Church’s idea that stewardesses should have some kind of nursing training prevailed as industry practice up until World War II. In fact, Stimpson claimed that hospitals on the West Coast became leery of airline companies poaching some of their best young nurses for a more adventurous life in the air. By 1937, Time magazine reported that due to the popularity of air stewardesses, railroad companies began hiring women to serve as attendants on various commuter lines along the East Coast. 

Church’s pioneering career was cut short in 1932, when she was hurt in a car accident that prevented her continued work in the air. She returned to the University of Minnesota to continue her studies, earning a Bachelor of Science degree in nursing education in 1936. She was also active in the University’s Flying Club and the Business Women’s Club. 

From Minneapolis she moved to Wisconsin and served as supervisor of pediatric nursing at Milwaukee County Hospital until the onset of World War II. During the war, Church once again took to the air, serving as a captain in the Army Nurse Corps. She cared for soldiers from December 1942 through the remainder of the war, nursing in every theater of combat from North Africa, through Sicily, to England, France, and Germany. She helped evacuate soldiers from Tunisia and Italy and trained evacuation nurses for D-Day. She earned seven Bronze Service Stars and the prestigious Air Medal for her work.

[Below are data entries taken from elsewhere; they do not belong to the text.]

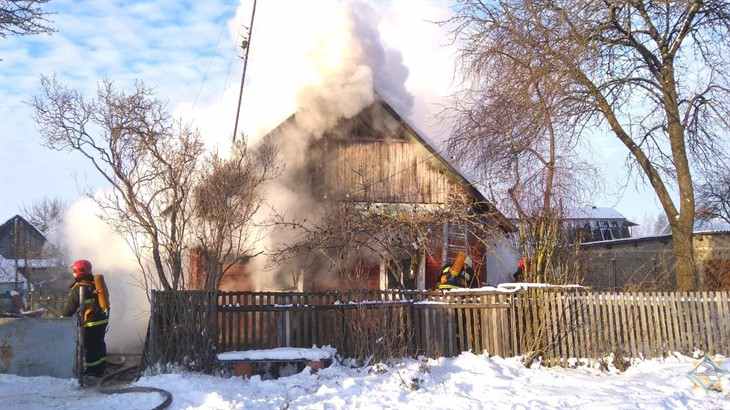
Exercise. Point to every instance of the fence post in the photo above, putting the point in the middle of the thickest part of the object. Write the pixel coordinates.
(287, 328)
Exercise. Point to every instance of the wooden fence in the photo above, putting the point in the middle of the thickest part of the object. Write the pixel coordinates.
(557, 324)
(641, 324)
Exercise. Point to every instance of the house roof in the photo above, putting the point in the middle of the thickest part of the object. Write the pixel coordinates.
(484, 205)
(504, 223)
(8, 271)
(7, 229)
(595, 213)
(665, 237)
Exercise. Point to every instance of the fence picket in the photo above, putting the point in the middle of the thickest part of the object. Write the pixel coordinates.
(724, 319)
(564, 324)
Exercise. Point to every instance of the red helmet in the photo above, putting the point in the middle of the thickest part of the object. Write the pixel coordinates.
(80, 268)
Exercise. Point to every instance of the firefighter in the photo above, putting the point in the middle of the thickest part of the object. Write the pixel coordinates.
(458, 274)
(93, 318)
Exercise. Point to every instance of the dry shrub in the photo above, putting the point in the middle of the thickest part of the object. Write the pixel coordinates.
(377, 332)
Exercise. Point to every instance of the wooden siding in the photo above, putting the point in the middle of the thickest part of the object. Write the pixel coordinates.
(388, 171)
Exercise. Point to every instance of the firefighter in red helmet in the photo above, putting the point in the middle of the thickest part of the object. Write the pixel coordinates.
(93, 318)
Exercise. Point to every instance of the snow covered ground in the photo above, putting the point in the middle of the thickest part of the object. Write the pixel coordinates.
(466, 382)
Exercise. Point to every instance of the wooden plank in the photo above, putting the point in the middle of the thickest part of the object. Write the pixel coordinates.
(452, 332)
(630, 303)
(596, 325)
(605, 345)
(564, 330)
(695, 320)
(484, 328)
(661, 324)
(675, 314)
(610, 306)
(555, 325)
(547, 325)
(707, 324)
(665, 323)
(655, 325)
(479, 345)
(569, 306)
(520, 320)
(469, 330)
(644, 339)
(669, 322)
(504, 350)
(495, 327)
(622, 334)
(581, 342)
(515, 348)
(535, 319)
(724, 318)
(684, 327)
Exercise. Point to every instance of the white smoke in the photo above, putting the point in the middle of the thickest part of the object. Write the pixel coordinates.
(88, 237)
(325, 61)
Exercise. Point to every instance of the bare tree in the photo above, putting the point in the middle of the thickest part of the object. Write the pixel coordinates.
(655, 73)
(713, 197)
(509, 133)
(227, 197)
(46, 214)
(147, 158)
(23, 17)
(344, 233)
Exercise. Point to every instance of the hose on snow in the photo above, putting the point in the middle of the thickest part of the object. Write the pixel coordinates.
(103, 387)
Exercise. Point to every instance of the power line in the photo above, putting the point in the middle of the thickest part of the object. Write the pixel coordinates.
(247, 43)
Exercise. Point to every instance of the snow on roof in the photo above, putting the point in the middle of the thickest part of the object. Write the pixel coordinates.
(593, 212)
(39, 263)
(514, 287)
(7, 272)
(653, 237)
(281, 353)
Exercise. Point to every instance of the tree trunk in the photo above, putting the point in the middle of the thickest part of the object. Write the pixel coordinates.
(684, 253)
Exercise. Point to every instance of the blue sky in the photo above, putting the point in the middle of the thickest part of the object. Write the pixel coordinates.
(171, 45)
(185, 51)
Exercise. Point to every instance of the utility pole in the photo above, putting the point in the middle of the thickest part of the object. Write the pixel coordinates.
(246, 44)
(15, 251)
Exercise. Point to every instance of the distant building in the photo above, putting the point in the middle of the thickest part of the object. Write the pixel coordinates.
(647, 263)
(25, 250)
(377, 158)
(593, 224)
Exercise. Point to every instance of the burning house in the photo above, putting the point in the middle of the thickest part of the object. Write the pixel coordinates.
(373, 164)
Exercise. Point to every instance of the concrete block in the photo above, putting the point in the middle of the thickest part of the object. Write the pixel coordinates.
(38, 347)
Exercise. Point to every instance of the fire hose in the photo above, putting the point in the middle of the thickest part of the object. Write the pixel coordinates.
(104, 388)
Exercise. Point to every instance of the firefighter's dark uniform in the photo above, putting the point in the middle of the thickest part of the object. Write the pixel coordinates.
(94, 322)
(449, 280)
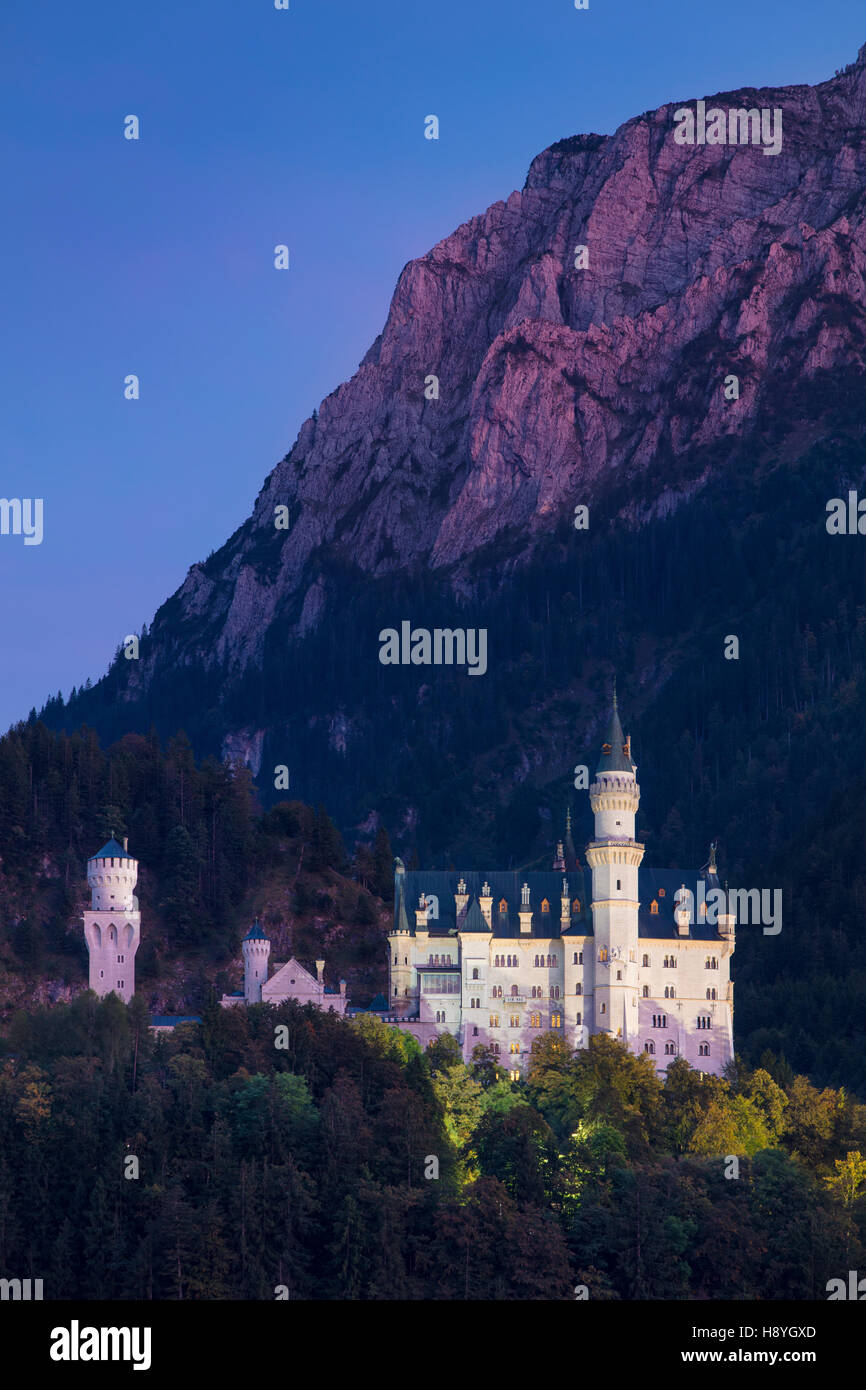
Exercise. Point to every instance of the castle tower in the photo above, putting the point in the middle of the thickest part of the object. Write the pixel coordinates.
(256, 947)
(615, 856)
(113, 925)
(401, 945)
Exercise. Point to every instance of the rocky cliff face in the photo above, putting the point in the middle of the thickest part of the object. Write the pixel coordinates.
(702, 262)
(559, 385)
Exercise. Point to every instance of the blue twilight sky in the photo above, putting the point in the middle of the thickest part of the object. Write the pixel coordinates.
(260, 127)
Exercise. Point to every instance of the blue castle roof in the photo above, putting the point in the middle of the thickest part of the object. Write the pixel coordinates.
(111, 851)
(256, 933)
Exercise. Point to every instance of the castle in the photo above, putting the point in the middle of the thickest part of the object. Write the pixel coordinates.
(113, 927)
(498, 958)
(288, 982)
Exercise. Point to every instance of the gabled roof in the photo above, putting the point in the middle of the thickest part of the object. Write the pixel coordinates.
(292, 970)
(111, 851)
(473, 920)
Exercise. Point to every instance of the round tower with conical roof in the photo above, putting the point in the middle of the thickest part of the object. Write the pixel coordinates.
(256, 950)
(114, 923)
(615, 856)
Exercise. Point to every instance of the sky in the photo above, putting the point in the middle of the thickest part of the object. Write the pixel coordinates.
(263, 127)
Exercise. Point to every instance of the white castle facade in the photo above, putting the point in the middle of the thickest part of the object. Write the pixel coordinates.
(288, 982)
(113, 926)
(499, 958)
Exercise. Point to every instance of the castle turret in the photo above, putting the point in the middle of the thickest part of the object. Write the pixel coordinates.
(401, 969)
(615, 856)
(256, 950)
(113, 923)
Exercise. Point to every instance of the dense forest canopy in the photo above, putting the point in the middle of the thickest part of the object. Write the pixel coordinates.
(287, 1153)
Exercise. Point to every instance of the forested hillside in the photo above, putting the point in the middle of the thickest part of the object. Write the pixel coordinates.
(348, 1165)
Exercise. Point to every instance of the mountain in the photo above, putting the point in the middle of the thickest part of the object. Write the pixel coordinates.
(602, 387)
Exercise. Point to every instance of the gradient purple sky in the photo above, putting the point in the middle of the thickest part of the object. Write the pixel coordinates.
(156, 257)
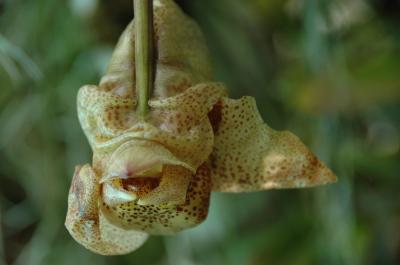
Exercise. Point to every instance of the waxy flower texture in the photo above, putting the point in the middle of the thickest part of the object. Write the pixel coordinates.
(154, 176)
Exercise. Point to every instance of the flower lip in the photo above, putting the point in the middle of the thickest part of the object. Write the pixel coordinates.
(140, 158)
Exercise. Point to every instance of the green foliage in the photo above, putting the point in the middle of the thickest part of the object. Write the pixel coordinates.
(327, 70)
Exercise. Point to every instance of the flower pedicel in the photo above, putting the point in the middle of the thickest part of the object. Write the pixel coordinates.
(154, 176)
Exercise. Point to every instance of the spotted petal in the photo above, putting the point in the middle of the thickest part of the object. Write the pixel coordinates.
(249, 156)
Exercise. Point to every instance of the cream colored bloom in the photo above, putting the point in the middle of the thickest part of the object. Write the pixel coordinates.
(155, 176)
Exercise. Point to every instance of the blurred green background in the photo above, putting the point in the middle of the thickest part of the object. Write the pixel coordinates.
(328, 70)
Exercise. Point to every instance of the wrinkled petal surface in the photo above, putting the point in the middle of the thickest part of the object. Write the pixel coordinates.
(250, 156)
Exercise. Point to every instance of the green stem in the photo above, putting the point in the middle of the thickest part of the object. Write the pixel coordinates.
(143, 11)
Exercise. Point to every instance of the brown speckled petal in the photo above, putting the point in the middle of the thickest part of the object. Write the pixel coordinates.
(88, 226)
(166, 219)
(250, 156)
(172, 189)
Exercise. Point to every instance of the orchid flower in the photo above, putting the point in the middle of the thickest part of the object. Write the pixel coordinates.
(154, 176)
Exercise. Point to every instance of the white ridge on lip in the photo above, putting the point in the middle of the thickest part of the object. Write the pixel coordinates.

After the war, Church served as a hospital administrator in Elgin, Illinois, earned a master’s degree in nursing from the University of Chicago, and in 1952 was hired as the administrator of a hospital in Terre Haute, Indiana. There, she met and married a bank president, Leonard Marshall, and the two lived happily in Terre Haute. In 1965, on a morning horseback ride, Church was thrown, and died in surgery.

A year later, United Airlines, the successor company to Boeing Transport, presented Union Hospital in Terre Haute with a check for $25,000 in the memory of Ellen Church Marshall. The company president also dedicated a wing of the United Airlines Stewardesses training school in suburban Chicago in Ellen Church’s name. Church’s bust sits outside the school. Multiple copies of the sculpture were created and presented to training facilities at airline companies around the world as a salute to the industry’s first flight attendant. The airport in Cresco, Iowa, where years before Church had first fallen in love with aviation, was eventually named Ellen Church Field in her honor. It bears her name to this day.